アメリカンフットボールの名門、関学大の鳥内秀晃監督(60)は11日、19年シーズン限りでの退任を表明した。同部の祝賀会が大阪市内で開かれ、自身で「報告があります」と切りだし「来季を持ちまして監督を退こうと決めています。去年から決めていました」と約400人のOB、後援会、学生らが見守る中で発表した。

関学大の契約職員である鳥内監督は、92年監督就任以来、4年任期ごとに契約を更新。19年度で28年目という歴代最長の監督業を走り抜けて勇退となる。「このまま長くやっていても、代替わりしないと次の5年、10年ができるわけがない」と、指導者の世代交代を退任の理由にした。

毎年全選手の面談を実施し目標や考えを聞き、学生の自主性を重んじる指導を貫いた。監督として甲子園ボウル優勝11度、関学大史上では唯一となる02年ライスボウル優勝。自身は関学大での現役時代、4年連続で日大に甲子園ボウルで敗れた。そんな悔しさを精神論だけでなく、大学卒業後の米国留学で培った理論などでも学生に教え込んだ。

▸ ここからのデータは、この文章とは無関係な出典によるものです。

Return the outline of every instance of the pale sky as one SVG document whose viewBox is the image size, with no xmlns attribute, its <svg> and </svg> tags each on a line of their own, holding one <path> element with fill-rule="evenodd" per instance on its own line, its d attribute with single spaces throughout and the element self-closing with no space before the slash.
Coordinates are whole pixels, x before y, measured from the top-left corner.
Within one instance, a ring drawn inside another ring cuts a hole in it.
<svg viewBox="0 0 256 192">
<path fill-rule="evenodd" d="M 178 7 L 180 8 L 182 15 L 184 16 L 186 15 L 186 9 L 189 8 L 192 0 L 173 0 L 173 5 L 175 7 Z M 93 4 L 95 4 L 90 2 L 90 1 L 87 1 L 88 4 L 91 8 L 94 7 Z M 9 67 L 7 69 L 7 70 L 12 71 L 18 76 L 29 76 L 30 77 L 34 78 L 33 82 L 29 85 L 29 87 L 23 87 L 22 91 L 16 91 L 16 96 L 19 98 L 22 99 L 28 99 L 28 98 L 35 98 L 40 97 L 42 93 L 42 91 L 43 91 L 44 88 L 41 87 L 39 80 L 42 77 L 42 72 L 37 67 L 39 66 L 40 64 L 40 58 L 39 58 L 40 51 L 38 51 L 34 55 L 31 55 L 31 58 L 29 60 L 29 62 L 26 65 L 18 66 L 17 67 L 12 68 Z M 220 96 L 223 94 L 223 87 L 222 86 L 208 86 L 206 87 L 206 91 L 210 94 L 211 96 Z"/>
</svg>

昨年5月には日大の悪質タックルで所属選手が被害者となった。競技の信頼性さえ失いかねない社会問題に発展し、「うちではありえない。汚いプレーはフットボールではない」と主張した。正々堂々のプレーで昨年は甲子園ボウルで最多優勝記録を更新する29度目の学生日本一に輝いた。鳥内イズムを学生と体現した。

名将は「これだけ長いこと(監督を)やると思っていなかった。最後に目標を達成した時の選手の顔を見るのが楽しみ」という。春から始まる最後の1年へも「最後だから頑張るというのはない。毎年一緒。毎年新しいチームでどうやっていくか考えるだけ」と熱く、冷静に戦う。後任は未定だが、大村和輝アシスタントヘッドコーチらが候補になりそうだ。【鶴屋健太】

 

◆鳥内秀晃(とりうち・ひであき)1958年(昭33)11月26日、大阪市生まれ。摂津高時代はサッカー部で全国選手権出場。関学大監督だった父昭人氏(故人)の影響で関学大でアメフトを始め4年時に副将。86年関学大守備コーチ、92年監督に就任。息子3人にも同部で指導した。16年大学世界選手権日本代表監督。家業の製麺会社も経営する。